Venezuela has been gripped by its largest protests for more than a decade.
The unrest, which began in early February with peaceful student demonstrations, has turned deadly. An estimated 30 protesters have been killed in violent police crackdowns.
Venezuela’s President Nicolas Maduro, who was handpicked by Hugo Chavez to succeed him, does not enjoy close to the same level of public support as his predecessor.
Trumpeting his modest background as a bus driver and union activist, the self-proclaimed “worker president” vowed to drive forward Chavez’s vision of “21st century socialism”.
But all that many demonstrators see is the government’s failure to make the country more successful, secure and safe.
The protests began on university campuses in the west of the country, with calls for increased security after a female student alleged that she had been the victim of an attempted rape.
Soaring crime rates are a key cause of public anger. Venezuela has the fifth highest murder rate in the world.
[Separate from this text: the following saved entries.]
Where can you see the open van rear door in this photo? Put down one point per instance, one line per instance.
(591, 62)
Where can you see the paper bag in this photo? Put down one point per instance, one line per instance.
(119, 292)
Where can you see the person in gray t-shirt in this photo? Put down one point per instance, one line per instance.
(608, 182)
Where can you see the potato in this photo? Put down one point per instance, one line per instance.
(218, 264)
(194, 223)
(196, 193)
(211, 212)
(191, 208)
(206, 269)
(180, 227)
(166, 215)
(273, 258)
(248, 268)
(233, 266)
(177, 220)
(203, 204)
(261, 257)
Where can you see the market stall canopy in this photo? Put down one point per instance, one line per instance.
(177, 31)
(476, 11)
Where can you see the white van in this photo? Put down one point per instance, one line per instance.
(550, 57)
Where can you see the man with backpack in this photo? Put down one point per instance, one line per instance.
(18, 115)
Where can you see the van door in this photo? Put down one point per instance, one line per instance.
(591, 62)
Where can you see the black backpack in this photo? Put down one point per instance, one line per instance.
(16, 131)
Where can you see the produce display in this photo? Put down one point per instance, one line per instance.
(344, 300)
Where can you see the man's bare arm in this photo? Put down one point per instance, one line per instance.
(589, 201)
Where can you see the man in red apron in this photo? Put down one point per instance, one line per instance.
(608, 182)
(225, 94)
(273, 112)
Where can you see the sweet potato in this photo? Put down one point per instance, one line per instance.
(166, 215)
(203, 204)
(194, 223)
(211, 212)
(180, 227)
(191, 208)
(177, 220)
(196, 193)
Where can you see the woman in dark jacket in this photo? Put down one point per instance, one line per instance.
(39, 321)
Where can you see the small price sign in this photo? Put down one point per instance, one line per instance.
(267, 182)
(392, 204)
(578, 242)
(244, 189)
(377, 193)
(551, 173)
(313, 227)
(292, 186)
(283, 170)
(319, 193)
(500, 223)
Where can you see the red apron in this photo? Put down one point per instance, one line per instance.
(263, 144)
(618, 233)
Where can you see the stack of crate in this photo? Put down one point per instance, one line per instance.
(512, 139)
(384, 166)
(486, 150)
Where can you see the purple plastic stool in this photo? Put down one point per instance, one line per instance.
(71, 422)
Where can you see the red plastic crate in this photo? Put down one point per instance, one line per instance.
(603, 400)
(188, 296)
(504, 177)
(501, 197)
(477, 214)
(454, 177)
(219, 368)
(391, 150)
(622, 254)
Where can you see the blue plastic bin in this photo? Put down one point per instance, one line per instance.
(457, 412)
The economy is also in dire straits. In January, the annualised inflation rate stood at a staggering 56 percent according to official figures.
Supermarkets in several parts of Venezuela have been facing food shortages.
One shopper in Caracas told reporters: “There is no coffee, no flour, no cooking oil, no butter, no cornflakes!”
Given Venezuela’s numerous problems, there are a wide range of demands among the protesters. But the most hardline demonstrators say they will not stop until Maduro steps down.